ソウル高裁、殺人未遂の罪で懲役6年を宣告…原審の判断を維持
10年前に北朝鮮出身の女性を紹介され、投資を勧められた結果、数千万円の損失を被った後、その女性を紹介した知人を殺害しようとした60代の北朝鮮亡命者が控訴審でも重刑を受けた。
韓国・ソウル高裁春川(チュンチョン)支部の刑事1単独(部長判事 ミン・ジヒョン)は、殺人未遂の罪で起訴されたA(67)の控訴を棄却し、懲役6年および5年間の保護観察を命じた原審の判決を維持することを、18日に発表した。

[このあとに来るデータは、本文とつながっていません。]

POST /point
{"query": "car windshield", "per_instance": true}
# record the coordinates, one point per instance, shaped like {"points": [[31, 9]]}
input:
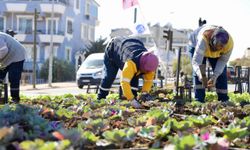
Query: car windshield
{"points": [[92, 64]]}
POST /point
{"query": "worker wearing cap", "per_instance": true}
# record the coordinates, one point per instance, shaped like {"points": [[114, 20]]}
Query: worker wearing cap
{"points": [[129, 55], [212, 43], [12, 56]]}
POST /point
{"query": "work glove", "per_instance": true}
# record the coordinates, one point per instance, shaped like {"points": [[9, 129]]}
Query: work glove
{"points": [[204, 81], [145, 97], [136, 104], [211, 82]]}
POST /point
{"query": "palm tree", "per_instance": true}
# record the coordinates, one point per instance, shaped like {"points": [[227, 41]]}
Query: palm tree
{"points": [[96, 47]]}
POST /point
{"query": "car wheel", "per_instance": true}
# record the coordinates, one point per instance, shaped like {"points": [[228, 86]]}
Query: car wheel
{"points": [[80, 86]]}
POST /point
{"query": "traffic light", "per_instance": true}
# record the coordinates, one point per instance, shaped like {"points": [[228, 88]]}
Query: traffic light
{"points": [[11, 32], [168, 34]]}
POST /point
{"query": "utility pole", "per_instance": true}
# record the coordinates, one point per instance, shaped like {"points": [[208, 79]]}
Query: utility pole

Aは昨年11月にB氏(70)と脱北支援センターを訪れた後、酒を飲んでいる際に口論となり、刃物でB氏の顔などを9回刺して殺害しようとした疑いで裁判にかけられた。
2人は2003年に北朝鮮脱出者の定着支援機関「ハナワン」で知り合った関係だった。Aは、10年前にB氏から紹介された女性の勧めで積立金を解約し、5000万円を投資した結果、4300万円の損失を被ったことが今回の口論の原因とされている。Aは事件直後に自ら「人を殺した」と通報し、現行犯で逮捕された。
彼は法廷で『殺意はなかった』と主張したが、自ら通報した内容や被害者が受けた傷の深刻さが、殺意を証明する証拠とされ、その主張は認められなかった。
1審を担当した春川地方裁判所原州(ウォンジュ)支部は、「反省や被害者への謝罪の意思を示すことなく、犯行の原因を被害者に責任転嫁する態度を見せており、被害者も厳罰を求めている」として懲役6年を言い渡した。「刑が重い」という主張を検討したものの、「当審で特に考慮すべき事情の変更はなく、被害者からの許しも得られていない」として控訴を棄却した。